Testing is a roundabout way of asking for what we need without really being in touch with what we need. People test when they feel insecure or unsure. If I doubt my partner's love for me and I conduct a test, I do it because it feels better than making myself vulnerable by sharing honestly with my partner about my doubt. Testing is also a way to avoid taking responsibility for our part in the demise of a relationship. Sometimes, people test their partners knowing that they will fail. In these cases, failing the test is used as an excuse to end the relationship instead of the real, deep-rooted reason.

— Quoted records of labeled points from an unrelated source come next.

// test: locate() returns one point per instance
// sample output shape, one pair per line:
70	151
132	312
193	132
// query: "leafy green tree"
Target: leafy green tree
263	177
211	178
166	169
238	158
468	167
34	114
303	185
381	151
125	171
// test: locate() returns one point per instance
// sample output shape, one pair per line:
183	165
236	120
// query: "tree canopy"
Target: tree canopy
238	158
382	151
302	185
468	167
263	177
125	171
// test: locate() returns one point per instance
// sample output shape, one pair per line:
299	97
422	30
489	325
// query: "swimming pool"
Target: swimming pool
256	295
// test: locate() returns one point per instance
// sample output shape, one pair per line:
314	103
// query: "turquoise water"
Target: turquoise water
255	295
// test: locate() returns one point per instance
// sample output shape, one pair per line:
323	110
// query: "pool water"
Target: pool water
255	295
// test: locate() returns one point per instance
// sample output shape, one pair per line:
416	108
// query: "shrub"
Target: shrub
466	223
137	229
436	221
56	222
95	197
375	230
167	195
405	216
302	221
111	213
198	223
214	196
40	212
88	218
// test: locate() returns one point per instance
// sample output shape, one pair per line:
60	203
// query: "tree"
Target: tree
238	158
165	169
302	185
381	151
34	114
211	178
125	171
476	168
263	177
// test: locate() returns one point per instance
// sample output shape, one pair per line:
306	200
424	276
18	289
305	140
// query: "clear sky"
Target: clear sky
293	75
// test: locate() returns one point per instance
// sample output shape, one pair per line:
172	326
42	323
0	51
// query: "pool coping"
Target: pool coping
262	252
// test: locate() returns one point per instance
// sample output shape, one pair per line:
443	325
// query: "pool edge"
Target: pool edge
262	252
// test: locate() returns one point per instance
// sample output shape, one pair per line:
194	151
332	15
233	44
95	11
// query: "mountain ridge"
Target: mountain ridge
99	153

Stop testing, start asking!
Sometimes, being healthy means being uncomfortable—but only temporarily. The effort you expend setting up tests for your partner actually does more damage than if you just did the thing you were afraid to do in the first place! Brené Brown, an expert on vulnerability, describes it like this: "Vulnerability sounds like truth and feels like courage." It takes courage to look into why we do what we do.
The next time you feel the urge to "test" your partner, stop and ask yourself, "What is it I truly need to know here?" In other words, what do you hope your test proves or disproves? The strength of your partner's love? Her commitment to you? Your incompatibility as a couple? Next, notice what you're feeling and share with your partner and ignore that urge to set up a test.